American actor (1919–1980)

Strother Douglas Martin Jr. (March 26, 1919 – August 1, 1980) was an American actor, who appeared in over 170 film and television productions between 1950 and 1980, mainly in character roles. He often appeared in support of John Wayne and Paul Newman, and in Westerns directed by John Ford and Sam Peckinpah. He was nominated for a Golden Globe Award for his role on the television legal drama Hawkins (1973–74).

==Early life==
Martin was born March 26, 1919, in Kokomo, Indiana to Ethel (née Dunlap, 1892–1959) and Strother Douglas Martin (1889–1953). For a short time, the Martins lived in San Antonio, Texas, but soon returned to Indiana. As a child, he excelled at swimming and diving. He was nicknamed "T-Bone Martin" because of his diving expertise. At 17 he won the National Junior Springboard Diving Championship. He served as a swimming instructor in the United States Navy during World War II and was a member of the diving team at the University of Michigan in Ann Arbor, Michigan. He entered the adult National Springboard Diving competition in hopes of gaining a berth on the U.S. Olympic team, but finished third in the competition.

==Career==
After the war, Martin moved to Los Angeles and worked as a swimming instructor and as a swimming extra in water scenes in films, including the 1950 crime drama The Damned Don't Cry. He earned bit roles in a number of pictures and soon gained frequent character roles in films and television through the 1950s, having appeared in such programs as the Western anthology series Frontier on NBC and the syndicated American Civil War drama Gray Ghost. He was cast in 1955 as Landry Kersh in the episode "Shadow of God" on the ABC religion anthology series Crossroads. Martin also portrays a man with learning difficulties in "Cooter", an episode written by Sam Peckinpah in 1956 for the first season of the long-running Western series Gunsmoke. He had many various, and prominent, roles throughout the entire series. The next year on that series he played the character "Dillard" in "The Constable".

Martin appeared in the first Brian Keith series, Crusader, a Cold War drama on CBS. He guest-starred as circus tightrope walker Dooley Delaware in the 1957 episode "High Wire" of CBS' Have Gun - Will Travel. He portrayed a henpecked soldier in a 1958 episode of the syndicated Western series Boots and Saddles and starred in a Trackdown episode, "A Stone for Benny French". That same year, he played the lead in the episode "Pete Henke" of NBC's Western Jefferson Drum.

In 1959, Martin played Polk, with Denver Pyle as Houston, in the episode "No Place to Stop" of the CBS Western series, The Texan, starring Rory Calhoun as Bill Longley. In another 1959 Western series, Martin was cast as Deputy Jess in the episode "Johnny Yuma" of ABC's The Rebel, starring Nick Adams. He played land surveyor Meeker in "Rawhide" S2 E8 "Incident of the Haunted Hills" which aired 11/5/1959. Also, in 1959 on the Western TV series Lawman, Season 2 E8, he played Jack Foley. In 1960, Martin guest-starred in James Whitmore's ABC crime drama, The Law and Mr. Jones.

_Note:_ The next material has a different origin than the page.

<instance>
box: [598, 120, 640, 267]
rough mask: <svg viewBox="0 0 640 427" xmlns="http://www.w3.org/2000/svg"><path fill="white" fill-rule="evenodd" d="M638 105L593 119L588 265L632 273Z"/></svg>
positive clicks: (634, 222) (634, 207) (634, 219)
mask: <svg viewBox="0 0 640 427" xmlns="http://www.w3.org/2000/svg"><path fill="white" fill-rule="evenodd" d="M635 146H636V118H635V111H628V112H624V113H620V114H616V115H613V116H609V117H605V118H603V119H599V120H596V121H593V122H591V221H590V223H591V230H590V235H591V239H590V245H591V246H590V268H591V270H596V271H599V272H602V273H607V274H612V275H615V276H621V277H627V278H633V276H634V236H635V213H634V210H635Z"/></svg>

In 1961, Martin portrayed Pete Gibson in the episode "The Case of the Brazen Bequest" on Perry Mason. In 1962, he was cast as Harold Horton in "The Chocolate Cake Caper" of the CBS sitcom, Pete and Gladys, starring Harry Morgan and Cara Williams. He guest-starred in Jack Lord's ABC adventure/drama series, Stoney Burke. In 1963, he was cast as Private Anton Copang in the episode "Walk Through the Badlands" of the ABC/Warner Brothers Western series, The Dakotas. In 1966, Martin appeared twice as "Cousin Fletch" in the short-lived ABC comedy Western The Rounders, with Ron Hayes, Patrick Wayne, and Chill Wills.

Among Martin's memorable performances is his portrayal of the warden or "captain" of a state prison camp in the 1967 film Cool Hand Luke, in which he utters the line, "What we've got here is failure to communicate." The line is number 11 on the American Film Institute list of 100 Years...100 Movie Quotes.

That same year, Martin played Arizona miner Ed Schieffelin in the episode "Silver Tombstone" of the syndicated television series Death Valley Days. Martin played villainous roles in many of the best-known Westerns of the 1950s and 1960s, including The Horse Soldiers and The Man Who Shot Liberty Valance. He played an Indian agent in the John Wayne film, McLintock! (1963) and a horse trader in the 1969 film, True Grit (1969).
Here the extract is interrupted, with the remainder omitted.